Thunder and lightning crashed overhead. Simon waited until she reached the front door then dropped the truck into gear. He put his foot on the accelerator, then with a sudden decisive mood, slammed it back into Park and turned it off. He got out of the truck and ran toward the porch. Cold rain stung his cheeks, but he hardly noticed.
He reached the front door and pounded on it, not bothering with the doorbell. He pounded again, and the door finally opened.
Max’s frown lightened when he saw Simon. “I wondered why you didn’t come in.” His smile faded when he looked into Simon’s face. “What’s wrong?”
“Everything. The sheriff is about to arrest me for Amanda’s murder. I need your advice. You got a minute?”
“Sure. Get in here out of the weather.”
Simon followed Max down the hall. Looking into the living room, he saw a cozy scene with Becca, Gram and Wynne clustered around the baby. Wynne looked up and flushed when she saw him. He gave her a curt nod then strode past the doorway after Max.
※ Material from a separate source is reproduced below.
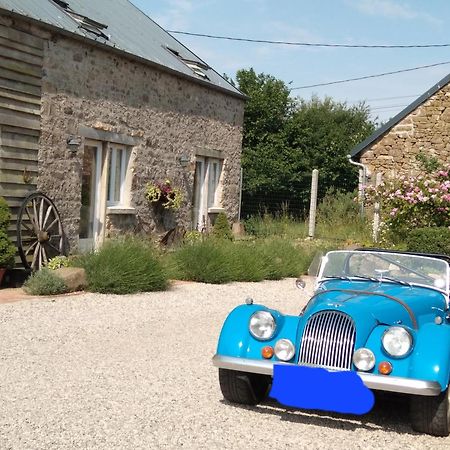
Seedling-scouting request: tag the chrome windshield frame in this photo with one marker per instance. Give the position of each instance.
(445, 292)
Let her wonder what he was doing here.
Max took him to his office. “Have a seat.”
Simon realized he was tired to the bone. The emotional upheaval of the day had taken its toll. He sank into a leather armchair. “I’m not sure where to begin.”
“How about with why the sheriff thinks you’re guilty.”
Simon nodded and began to tell Max the whole story. His friend nodded occasionally as he listened intently. He asked a few questions as the story unfolded. The relief Simon felt as he unburdened his troubles was as heartening as the first sign of spring to the U.P. He should have shared this with Max sooner.